New Jobless Claims Higher Than Expected Last Week
New weekly jobless claims unexpectedly ticked higher last week in another sign of the labor market’schoppy recovery.
The Department of Labor released its weekly report on new jobless claims Thursday and here are the main metrics from the report, compared to consensus data compiled by Bloomberg:
Initial jobless claims, week ended July 3: 373,000 vs. 350,000 expected, and a revised 371,000 during prior week
Continuing claims, week ended June 26: 3.3 million vs. 3.3 million expected, and a revised 3.5 million during prior week
Despite the past week’s slight bump higher, initial unemployment claims have been on the decline for months now, as vaccinations enabled re-openings that in turn fueled a need for workers across industries to keep up with consumer demand. New jobless claims are now coming in at about half the level from the beginning of 2021 and have plummeted compared to the more than 1 million claims coming in per week this time last year.

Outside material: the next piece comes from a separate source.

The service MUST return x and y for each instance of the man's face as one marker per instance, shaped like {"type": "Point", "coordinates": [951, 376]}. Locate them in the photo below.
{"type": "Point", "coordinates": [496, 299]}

“The consensus ignored the tendency for unadjusted claims to rise in weeks when July 4 falls on a Sunday, so the risk was always to the upside. But this is noise, not signal,” Ian Shepherdson, chief economist for Pantheon Macroeconomics, wrote in an email. “The seasonal adjustments are struggling simultaneously with the July 4 holiday period and the annual automakers’ retooling shutdowns, which can make the headline numbers even more volatile than usual. The noise will persist through late July, but we have no doubt that the underlying trend will remain downwards.”
But Americans are still filing more first-time unemployment claims than they did in 2019, when new claims averaged just over 200,000 per week. And an elevated nearly 14.2 million Americans were still claiming some form of either state or federal unemployment benefits as of the week ended June 19.